Take this passage from the book I just finished reading a couple days ago, The Way the Crow Flies by Ann-Marie MacDonald (a generally decent though oddly-to-glacially paced book), published in 2003. From the point of view of Madeleine, an eight year old girl:
Once upon a time there was a mountain cave. The Piper led the children into it, all except one who was lame and could not keep up. By the time that child arrived, the door had vanished and she was forlorn, never knowing whether she was lucky or just lonely. Who was that child? The lame one. The one who became a grown-up.
Through closed eyes, Madeleine can hear the voice of children from inside the mountain. Hers is among them. The wool of the carpet bristles her cheek, she keeps her eyes closed, listening.
How can a grown-up ever gain entry?
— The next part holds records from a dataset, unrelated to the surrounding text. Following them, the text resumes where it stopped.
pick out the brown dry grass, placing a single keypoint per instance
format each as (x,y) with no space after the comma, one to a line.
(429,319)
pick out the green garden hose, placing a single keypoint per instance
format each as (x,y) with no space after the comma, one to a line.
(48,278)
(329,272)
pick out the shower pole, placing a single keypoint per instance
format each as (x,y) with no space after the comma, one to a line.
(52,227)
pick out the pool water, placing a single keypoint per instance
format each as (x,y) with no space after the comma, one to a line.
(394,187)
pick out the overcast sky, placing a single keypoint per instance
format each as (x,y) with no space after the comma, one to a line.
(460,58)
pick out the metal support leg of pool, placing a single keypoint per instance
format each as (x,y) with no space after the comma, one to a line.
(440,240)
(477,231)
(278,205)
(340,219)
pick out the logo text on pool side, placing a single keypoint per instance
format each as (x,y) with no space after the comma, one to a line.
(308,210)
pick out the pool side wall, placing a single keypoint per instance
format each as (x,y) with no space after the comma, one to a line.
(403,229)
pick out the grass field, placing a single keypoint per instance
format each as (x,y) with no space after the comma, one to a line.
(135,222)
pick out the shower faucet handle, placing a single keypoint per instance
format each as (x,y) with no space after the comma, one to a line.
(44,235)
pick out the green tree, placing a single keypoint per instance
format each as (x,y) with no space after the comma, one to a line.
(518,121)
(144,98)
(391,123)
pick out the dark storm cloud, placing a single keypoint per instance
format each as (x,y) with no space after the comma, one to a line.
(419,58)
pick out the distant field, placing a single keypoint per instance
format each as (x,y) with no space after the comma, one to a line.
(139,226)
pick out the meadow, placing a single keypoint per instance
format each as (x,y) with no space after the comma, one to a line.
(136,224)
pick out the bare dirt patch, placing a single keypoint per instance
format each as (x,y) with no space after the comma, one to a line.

Unless you become as one of these.... Not "innocent," just new. Raw and so very available to life. Why do grown-ups insist on childhood "innocence"? It's a static quality, but children are in flux, they grow, they change. The grown-ups want them to carry that precious thing they believe they too once had. And the children do carry it, because they are very strong. The problem is, they know. And they will do anything to protect the grown-ups from knowledge. The child knows that the grown-up values innocence, and the child assumes that this is because the grown-up is innocent and therefore must be protected from the truth. And if the ignorant grown-up is innocent, then the knowing child must be guilty. Like Madeleine.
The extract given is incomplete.